Mana Road
I love walking on the back roads. The wind, the green fields, the vast riveted mountain iced with snow-- it's unabashedly picturesque. I love the ramshackle corrugated roof houses with tarp sheds and the delux garages-as-living space, complete with couches and flat screen tvs, and stacks of industrial size coolers. Yesterday I walked out through the Hawaiian home pasture land roads to a farm that I always admired. Kale, onions, red and green lettuce, cabbage, collards, beets, mizuna, arugula, chard in neat long rows over about 5 acres. There were two people weeding in the field-- I gathered my courage and pushed my stroller in and waved hello. Anna, the farm manager, said sure I could look around and told me all about how they use only organic pest control,(so let the baby out of the stroller!) and that she's worked there since her babies were born, and now they're off to college. She laughed at her dry muddy hands-- no gloves for me she said, and attacked the weedy overgrown chiogga beets. Like a man's hands! she joked, and said her husband is a manager at a restaurant and has beautiful hands. The beets with ugly tops she flung aside with the rest of the weeds, and told me to take them home to boil up. Ray, a tall ex-con looking white guy sat on an upturned bucket weeding the onions. He quietly told me they plant everything from seed, even the onions.

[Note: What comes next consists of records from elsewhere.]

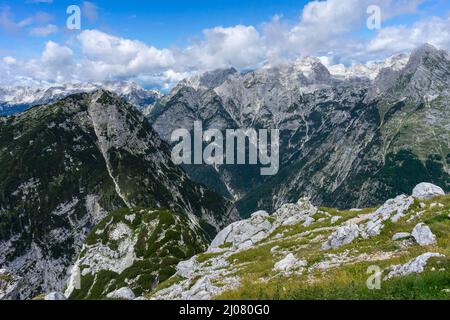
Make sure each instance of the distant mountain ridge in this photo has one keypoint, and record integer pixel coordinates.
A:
(344, 131)
(66, 165)
(14, 99)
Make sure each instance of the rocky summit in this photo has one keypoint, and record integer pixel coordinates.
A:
(65, 167)
(349, 137)
(93, 207)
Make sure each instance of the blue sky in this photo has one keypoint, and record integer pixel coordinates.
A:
(182, 37)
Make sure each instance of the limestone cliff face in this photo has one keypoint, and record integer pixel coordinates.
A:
(66, 165)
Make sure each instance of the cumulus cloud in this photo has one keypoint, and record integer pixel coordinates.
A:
(239, 46)
(44, 31)
(90, 11)
(434, 30)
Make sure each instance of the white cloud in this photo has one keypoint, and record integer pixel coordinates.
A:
(324, 28)
(239, 46)
(434, 30)
(44, 31)
(90, 11)
(40, 1)
(9, 60)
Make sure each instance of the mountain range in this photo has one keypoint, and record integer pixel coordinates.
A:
(67, 165)
(349, 137)
(14, 99)
(91, 203)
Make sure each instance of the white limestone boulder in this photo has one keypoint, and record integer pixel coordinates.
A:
(55, 296)
(427, 190)
(122, 294)
(416, 265)
(401, 235)
(342, 236)
(289, 263)
(423, 235)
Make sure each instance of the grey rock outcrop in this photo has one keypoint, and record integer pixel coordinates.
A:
(426, 190)
(423, 235)
(122, 294)
(55, 296)
(342, 236)
(401, 235)
(289, 264)
(416, 265)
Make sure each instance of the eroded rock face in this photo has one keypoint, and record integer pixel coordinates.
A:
(290, 249)
(55, 296)
(401, 235)
(128, 248)
(426, 190)
(205, 279)
(392, 210)
(423, 235)
(9, 285)
(416, 265)
(245, 233)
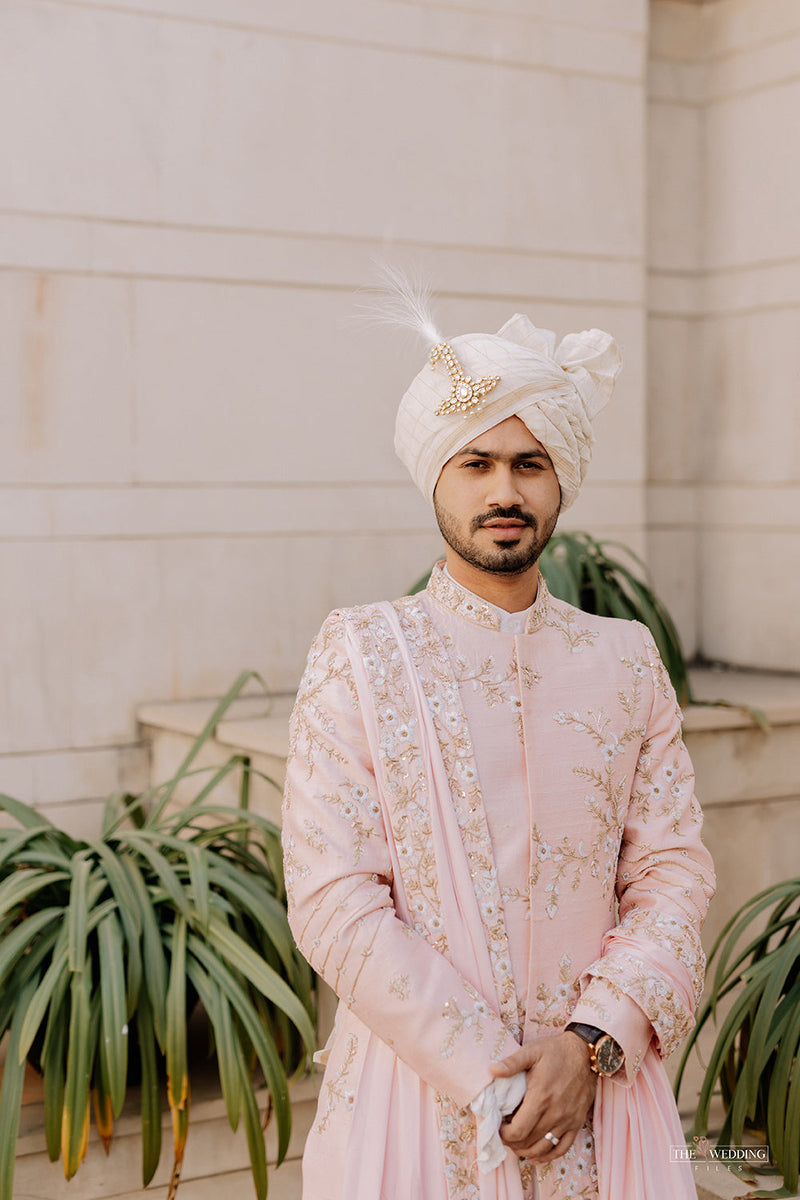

On the way home we stopped and said hello to the sheep who aggressively bleat and rip the dandelion tops we offer through the fence, and hello to the jackson chamelion jigging its tightrope routine along a barbedwire fence. Uncle Drummundo pulled up next to me in his rusted out stationwagon and said-- "Eh I though it was you, Sister!" He is the sometimes ribald usher at church. Last year when he noticed my pregnant belly he shouted, "Ha! I know what you DID!!!!" His wife is the prim stout church librarian-- she is mortified by his antics, and becomes more stiff and proper the wilder and louder he gets. "My husband is not a good man," she said seriously once in Sunday School, "but he is a righteous man."
His 3 year old granddaughter is peering grumpily out of the front window as he drives up and down the road, trying to get her to fall asleep. "Good to show the baby the sheep, the pigs, the dogs, the chickens. This is the last place that's country. No more country in Honolulu, it's all gone now. We need young people's voices to keep it country."